- Born: 16 June 1922 Olszanka
- Died: 12 April 2005 (aged 82) Olszanka
- Known for: painting
- Style: Art Brut

= Maria Wnęk =

Polish painter

Maria Wnęk (16 June 1922 - 12 April 2005) was one of the most eminent representatives of Outsider art (Art Brut) in Poland.

== Life and work ==
Born in Olszanka near Nowy Sącz to a family of farmers, she finished her formal education after four years of primary school. After her house burned down, she left to Nowy Sącz where she worked as a cleaner and met the painter Ewa Harsdorf who taught her basic of art techniques. She was a fervent believer participating in worship rituals, had visions, heard warnings and admonitions from God and saints, which she later wrote on the reverse sides of her works.
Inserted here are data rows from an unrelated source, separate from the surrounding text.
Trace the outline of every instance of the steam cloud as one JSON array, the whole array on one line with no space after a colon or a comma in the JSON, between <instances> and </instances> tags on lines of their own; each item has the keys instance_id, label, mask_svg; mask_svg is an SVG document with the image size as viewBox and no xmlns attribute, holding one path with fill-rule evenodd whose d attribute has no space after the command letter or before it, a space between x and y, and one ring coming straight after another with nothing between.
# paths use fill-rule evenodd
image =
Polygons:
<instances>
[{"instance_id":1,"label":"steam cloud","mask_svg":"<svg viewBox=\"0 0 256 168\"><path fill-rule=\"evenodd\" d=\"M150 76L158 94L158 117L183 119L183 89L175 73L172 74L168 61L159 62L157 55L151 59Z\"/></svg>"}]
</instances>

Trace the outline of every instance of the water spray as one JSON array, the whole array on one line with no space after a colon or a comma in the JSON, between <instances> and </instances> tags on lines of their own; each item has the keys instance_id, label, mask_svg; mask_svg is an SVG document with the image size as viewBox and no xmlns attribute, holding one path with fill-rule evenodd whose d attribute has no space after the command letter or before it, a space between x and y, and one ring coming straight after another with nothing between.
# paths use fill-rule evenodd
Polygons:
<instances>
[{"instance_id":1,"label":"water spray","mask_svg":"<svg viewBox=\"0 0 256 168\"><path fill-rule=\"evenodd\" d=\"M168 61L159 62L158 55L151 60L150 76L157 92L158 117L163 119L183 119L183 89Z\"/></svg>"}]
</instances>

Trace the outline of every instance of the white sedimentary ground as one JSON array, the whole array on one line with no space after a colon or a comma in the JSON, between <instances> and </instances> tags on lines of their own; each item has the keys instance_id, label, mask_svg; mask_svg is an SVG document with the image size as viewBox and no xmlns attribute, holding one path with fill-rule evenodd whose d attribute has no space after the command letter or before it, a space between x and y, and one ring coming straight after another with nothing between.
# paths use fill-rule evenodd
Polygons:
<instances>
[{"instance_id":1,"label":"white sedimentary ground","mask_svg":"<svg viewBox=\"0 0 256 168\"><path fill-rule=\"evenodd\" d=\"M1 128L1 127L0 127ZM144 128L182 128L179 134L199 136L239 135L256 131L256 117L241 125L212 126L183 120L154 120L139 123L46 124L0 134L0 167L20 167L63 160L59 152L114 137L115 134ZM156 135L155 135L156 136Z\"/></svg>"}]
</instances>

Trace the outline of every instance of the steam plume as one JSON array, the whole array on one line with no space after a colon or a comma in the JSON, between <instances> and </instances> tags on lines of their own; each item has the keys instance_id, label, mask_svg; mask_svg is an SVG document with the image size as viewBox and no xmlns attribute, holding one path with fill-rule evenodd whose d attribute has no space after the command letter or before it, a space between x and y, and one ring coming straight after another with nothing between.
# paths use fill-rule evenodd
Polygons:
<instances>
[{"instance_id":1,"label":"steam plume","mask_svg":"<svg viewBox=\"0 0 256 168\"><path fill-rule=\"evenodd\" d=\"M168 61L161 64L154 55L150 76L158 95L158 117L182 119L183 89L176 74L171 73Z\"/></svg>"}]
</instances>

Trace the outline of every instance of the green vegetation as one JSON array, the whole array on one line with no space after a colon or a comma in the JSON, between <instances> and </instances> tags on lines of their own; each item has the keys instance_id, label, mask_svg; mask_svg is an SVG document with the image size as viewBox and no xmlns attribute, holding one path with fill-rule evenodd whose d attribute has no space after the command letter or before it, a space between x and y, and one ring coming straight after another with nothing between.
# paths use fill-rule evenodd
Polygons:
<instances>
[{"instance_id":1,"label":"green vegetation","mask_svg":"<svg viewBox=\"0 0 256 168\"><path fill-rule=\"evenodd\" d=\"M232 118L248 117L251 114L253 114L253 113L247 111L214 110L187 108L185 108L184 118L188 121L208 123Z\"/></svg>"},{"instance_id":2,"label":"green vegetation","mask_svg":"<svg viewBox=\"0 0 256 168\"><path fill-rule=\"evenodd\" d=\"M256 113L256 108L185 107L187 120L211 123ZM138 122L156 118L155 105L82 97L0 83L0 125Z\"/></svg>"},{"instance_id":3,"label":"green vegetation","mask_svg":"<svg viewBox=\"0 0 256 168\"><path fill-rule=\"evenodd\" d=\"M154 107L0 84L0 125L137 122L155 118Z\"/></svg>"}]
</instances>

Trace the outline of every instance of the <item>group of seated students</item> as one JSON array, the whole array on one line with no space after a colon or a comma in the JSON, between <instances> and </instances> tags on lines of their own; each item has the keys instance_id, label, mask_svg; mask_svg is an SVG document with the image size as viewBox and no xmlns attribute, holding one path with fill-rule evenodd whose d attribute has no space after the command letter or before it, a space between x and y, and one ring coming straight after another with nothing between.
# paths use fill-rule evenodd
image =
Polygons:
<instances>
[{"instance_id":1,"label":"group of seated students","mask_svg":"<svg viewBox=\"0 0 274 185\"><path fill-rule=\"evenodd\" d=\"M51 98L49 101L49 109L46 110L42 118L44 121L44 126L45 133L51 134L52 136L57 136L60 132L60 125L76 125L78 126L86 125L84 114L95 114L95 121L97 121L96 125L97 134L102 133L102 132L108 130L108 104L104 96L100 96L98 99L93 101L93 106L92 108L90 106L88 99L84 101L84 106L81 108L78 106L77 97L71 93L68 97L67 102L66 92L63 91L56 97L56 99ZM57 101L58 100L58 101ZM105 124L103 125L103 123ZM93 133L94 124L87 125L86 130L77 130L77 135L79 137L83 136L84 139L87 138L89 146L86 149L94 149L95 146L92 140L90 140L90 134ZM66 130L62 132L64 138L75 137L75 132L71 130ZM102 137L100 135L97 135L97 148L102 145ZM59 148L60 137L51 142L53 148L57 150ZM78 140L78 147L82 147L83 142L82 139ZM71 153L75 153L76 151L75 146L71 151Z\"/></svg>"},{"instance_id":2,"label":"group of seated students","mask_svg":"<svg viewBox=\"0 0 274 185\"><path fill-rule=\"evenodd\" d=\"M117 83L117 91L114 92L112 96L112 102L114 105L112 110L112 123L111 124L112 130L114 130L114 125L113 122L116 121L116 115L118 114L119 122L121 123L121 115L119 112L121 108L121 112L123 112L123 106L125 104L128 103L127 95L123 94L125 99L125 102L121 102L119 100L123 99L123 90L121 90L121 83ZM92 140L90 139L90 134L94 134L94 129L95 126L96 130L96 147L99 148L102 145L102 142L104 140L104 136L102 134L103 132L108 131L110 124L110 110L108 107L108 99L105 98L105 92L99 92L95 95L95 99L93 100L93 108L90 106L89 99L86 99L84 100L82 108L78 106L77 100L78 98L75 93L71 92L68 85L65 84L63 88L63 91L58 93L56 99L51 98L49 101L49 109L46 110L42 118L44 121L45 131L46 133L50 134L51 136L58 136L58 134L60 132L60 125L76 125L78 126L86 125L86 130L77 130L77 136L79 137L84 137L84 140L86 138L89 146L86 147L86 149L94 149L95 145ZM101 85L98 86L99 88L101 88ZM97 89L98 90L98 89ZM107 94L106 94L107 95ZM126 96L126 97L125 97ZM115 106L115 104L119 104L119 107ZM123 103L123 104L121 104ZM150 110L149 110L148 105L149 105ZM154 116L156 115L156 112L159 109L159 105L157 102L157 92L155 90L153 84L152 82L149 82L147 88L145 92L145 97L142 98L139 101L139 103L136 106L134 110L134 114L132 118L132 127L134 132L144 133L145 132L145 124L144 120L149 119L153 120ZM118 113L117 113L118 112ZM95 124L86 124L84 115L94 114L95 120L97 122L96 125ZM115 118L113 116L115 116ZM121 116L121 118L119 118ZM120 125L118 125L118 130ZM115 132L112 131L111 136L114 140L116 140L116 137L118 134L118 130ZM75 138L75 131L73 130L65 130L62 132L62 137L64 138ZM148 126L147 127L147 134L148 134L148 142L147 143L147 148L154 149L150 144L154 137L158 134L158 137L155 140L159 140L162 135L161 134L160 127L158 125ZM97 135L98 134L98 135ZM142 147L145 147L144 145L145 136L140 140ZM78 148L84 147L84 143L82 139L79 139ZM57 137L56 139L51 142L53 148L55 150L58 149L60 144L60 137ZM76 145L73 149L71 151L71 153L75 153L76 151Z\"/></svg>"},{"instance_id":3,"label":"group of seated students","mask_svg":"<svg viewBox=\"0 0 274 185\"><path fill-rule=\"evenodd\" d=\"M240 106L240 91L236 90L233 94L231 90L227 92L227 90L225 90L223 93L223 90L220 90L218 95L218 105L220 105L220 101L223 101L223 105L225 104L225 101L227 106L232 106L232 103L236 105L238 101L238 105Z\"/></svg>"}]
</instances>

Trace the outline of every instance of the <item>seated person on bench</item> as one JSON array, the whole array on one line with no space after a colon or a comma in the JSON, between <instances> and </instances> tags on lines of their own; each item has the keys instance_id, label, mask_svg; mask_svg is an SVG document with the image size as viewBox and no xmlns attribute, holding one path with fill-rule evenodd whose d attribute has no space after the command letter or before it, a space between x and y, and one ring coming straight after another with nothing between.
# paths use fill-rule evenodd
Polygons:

Eventually diagnosed with schizophrenia, she spent many years in the Psychiatric Hospital in Kobierzyn.

Her paintings are considered expressive, imaginative and coloristically excellent by collectors and can be found in the American Visionary Art Museum in Baltimore, the Art & Marges Museum in Brussels and the Collection de l'art brut in Lausanne as well as in Polish ethnographic and regional museums and private collections.

Art critic Aleksander Jackowski wrote about her:Maria Wnęk's works take us into the world of religious epiphanies, but also of images that express the author's fears and obsessions.(...) The wrongs grow in her imagination and it is difficult to discent what really happened and what is a product of fear, and obsession, persecution complex. Simulultaneosly she lives in the world of illusions, beautiful experiences, adding the sacred even to secular motifs. The back of pieces of carton paper are covered with frantic handriting: messages to the world, descripctions of wrongs suffered, legends and catastrophic visions. People wanted her legally incapacitated since people like her, who go their own way, make others feel uncomfortable.